Après son usine française, Edith découvre un autre monde du travail avec une chaîne de production désuète, des nuisances sonores, des machines à coudre qui provoquent des « coups de jus » mais surtout un univers dominé par le silence de la peur. En dépit des liens qu’elle noue avec Karima, une jeune ouvrière, Edith comprend vite que la solidarité n’existe pas. Karima dérobe tous les jours un peu de tissu. Question de survie! Si elle ne peut pas travailler un peu au noir, c’est le trottoir qui l’attend. Quant à Najat, la contremaître de l’atelier d’Edith, elle laisse ses ouvrières s’électrocuter parce qu’elle craint, elle aussi, pour son emploi…
Dans cet environnement, Edith provoque antipathie ou méfiance. Son image est complètement brouillée.

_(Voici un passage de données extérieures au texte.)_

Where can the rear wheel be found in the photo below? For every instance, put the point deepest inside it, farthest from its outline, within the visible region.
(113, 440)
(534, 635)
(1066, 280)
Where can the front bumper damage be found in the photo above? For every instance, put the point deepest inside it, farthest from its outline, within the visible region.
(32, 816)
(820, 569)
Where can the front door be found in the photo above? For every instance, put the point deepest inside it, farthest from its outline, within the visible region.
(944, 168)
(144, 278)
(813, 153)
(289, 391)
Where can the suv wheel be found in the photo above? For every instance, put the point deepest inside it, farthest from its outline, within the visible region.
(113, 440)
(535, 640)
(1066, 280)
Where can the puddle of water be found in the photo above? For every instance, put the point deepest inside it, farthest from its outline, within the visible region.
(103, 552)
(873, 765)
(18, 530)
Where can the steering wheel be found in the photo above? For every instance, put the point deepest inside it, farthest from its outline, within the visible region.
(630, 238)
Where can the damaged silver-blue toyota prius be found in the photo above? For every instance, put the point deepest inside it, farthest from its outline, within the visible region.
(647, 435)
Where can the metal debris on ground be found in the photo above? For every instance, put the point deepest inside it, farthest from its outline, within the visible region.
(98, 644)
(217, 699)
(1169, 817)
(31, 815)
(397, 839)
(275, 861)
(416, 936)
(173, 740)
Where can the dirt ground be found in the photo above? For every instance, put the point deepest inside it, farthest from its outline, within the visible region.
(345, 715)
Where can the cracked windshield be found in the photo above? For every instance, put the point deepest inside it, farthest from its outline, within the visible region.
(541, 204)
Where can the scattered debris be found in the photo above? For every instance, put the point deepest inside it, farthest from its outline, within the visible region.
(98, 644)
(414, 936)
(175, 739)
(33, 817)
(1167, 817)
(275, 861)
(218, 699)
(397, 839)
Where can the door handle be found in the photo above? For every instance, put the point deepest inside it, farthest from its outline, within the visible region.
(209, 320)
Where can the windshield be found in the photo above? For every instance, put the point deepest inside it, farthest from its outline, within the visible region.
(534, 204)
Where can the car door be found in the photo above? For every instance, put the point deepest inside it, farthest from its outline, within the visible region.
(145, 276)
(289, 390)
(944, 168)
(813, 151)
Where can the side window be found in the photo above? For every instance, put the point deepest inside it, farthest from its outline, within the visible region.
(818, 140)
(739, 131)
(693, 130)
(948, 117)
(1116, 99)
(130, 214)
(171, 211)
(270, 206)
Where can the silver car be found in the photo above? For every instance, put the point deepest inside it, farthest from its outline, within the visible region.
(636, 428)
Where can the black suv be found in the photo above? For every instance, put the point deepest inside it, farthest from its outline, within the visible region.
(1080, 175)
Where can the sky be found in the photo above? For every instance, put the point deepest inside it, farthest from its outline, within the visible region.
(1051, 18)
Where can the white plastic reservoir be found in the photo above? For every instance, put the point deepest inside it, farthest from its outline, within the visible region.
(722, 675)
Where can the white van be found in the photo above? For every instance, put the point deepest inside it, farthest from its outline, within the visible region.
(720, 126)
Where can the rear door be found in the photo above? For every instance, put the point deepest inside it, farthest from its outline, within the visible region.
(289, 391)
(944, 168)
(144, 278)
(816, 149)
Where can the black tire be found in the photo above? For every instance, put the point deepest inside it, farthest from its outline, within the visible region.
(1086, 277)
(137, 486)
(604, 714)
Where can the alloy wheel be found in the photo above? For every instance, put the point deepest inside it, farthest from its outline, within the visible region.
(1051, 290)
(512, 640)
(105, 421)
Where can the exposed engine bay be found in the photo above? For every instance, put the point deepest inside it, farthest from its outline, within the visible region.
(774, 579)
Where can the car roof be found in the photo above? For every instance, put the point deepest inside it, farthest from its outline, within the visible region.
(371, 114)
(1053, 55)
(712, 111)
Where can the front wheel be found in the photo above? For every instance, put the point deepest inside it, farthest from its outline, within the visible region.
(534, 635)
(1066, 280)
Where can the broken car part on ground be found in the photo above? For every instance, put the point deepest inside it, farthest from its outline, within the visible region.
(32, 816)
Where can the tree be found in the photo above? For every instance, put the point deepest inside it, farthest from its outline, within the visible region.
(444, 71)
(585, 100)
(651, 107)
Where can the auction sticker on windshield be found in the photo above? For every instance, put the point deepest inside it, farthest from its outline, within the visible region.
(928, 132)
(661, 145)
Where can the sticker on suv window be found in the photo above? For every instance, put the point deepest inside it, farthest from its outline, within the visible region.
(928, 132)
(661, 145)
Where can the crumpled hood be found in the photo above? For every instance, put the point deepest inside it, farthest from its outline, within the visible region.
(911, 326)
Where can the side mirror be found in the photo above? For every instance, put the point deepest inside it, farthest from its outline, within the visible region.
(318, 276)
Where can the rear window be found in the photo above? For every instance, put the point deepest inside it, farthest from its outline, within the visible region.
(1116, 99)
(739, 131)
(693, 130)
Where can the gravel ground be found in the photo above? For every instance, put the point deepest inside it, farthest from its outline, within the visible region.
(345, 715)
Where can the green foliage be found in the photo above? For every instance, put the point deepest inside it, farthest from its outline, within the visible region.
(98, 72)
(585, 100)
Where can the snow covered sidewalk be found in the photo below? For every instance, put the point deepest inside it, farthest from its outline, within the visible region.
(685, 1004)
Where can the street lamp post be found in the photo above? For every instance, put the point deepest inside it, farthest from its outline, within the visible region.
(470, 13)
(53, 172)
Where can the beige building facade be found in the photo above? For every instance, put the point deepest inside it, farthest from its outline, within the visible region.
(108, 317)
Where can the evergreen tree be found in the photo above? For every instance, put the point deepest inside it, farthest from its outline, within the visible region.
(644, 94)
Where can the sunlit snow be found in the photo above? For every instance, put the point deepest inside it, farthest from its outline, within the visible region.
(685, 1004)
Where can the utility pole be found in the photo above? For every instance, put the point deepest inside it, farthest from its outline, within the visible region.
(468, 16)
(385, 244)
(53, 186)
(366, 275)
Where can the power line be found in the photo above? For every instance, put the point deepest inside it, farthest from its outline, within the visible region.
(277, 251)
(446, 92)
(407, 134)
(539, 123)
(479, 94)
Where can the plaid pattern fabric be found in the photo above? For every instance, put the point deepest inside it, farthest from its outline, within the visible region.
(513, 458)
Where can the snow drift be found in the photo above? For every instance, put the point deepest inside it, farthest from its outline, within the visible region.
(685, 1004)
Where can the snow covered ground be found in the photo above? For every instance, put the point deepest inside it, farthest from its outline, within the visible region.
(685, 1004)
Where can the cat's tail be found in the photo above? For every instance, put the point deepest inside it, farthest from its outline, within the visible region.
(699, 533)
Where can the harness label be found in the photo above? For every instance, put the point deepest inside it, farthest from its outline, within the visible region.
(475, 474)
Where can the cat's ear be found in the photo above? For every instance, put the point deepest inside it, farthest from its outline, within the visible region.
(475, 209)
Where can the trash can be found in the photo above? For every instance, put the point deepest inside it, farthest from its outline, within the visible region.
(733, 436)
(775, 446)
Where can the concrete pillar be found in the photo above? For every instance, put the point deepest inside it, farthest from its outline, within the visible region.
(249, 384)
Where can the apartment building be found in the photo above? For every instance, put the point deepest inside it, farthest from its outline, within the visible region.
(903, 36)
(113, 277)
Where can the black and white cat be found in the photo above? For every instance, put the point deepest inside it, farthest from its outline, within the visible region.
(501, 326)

Qui est-elle? Espagnole, Française, touriste, ouvrière? Etrangère à coup sûr. C’est auprès de Mina et de son fils Ali, un beau jeune homme qui rêve, comme bien d’autres, d’aller découvrir la France, qu’Edith pourra enfin tourner le dos à son énorme solitude et trouver ce qu’elle a toujours cherché: l’amitié et les autres…
En changeant de format d’image (le scope pour les séquences françaises et l’enfermement d’Edith puis un cadre plus vertical pour la volonté de Morel de filmer des gens debout), en s’appuyant sur une belle musique lyrique de Camille Rocailleux et sur de beaux comédiens, Prendre le large s’impose comme une oeuvre qui va de la souffrance et de la colère vers une forme d’apaisement et même d’un brin d’optimisme pour l’avenir d’Edith…
Avec une économie impressionnante dans le jeu, Sandrine Bonnaire est une Edith tour à tour pathétique et perdue et qui avance peu à peu vers une lumière. Pour les scènes de cueillette dans le Rif, on songe parfois à son personnage très paumé de Sans toit, ni loi (1985). Enfin Gaël Morel réunit aussi Edith, Mina (Mouna Fettou, actrice très populaire au Maroc) et Ali dans de fortes scènes réconfortantes de déjeuner ou de dîner en commun ou encore, pour les deux femmes, dans une pause au hammam où elles se livrent sur leurs doutes et leurs espoirs…
PRENDRE LE LARGE Comédie dramatique (France – 1h43) de Gaël Morel avec Sandrine Bonnaire, Mouna Fettou, Kamal El Amri, Ilian Bergala, Farida Ouchani, Nisrine Radi, Lubna Azabal. Dans les salles le 8 novembre.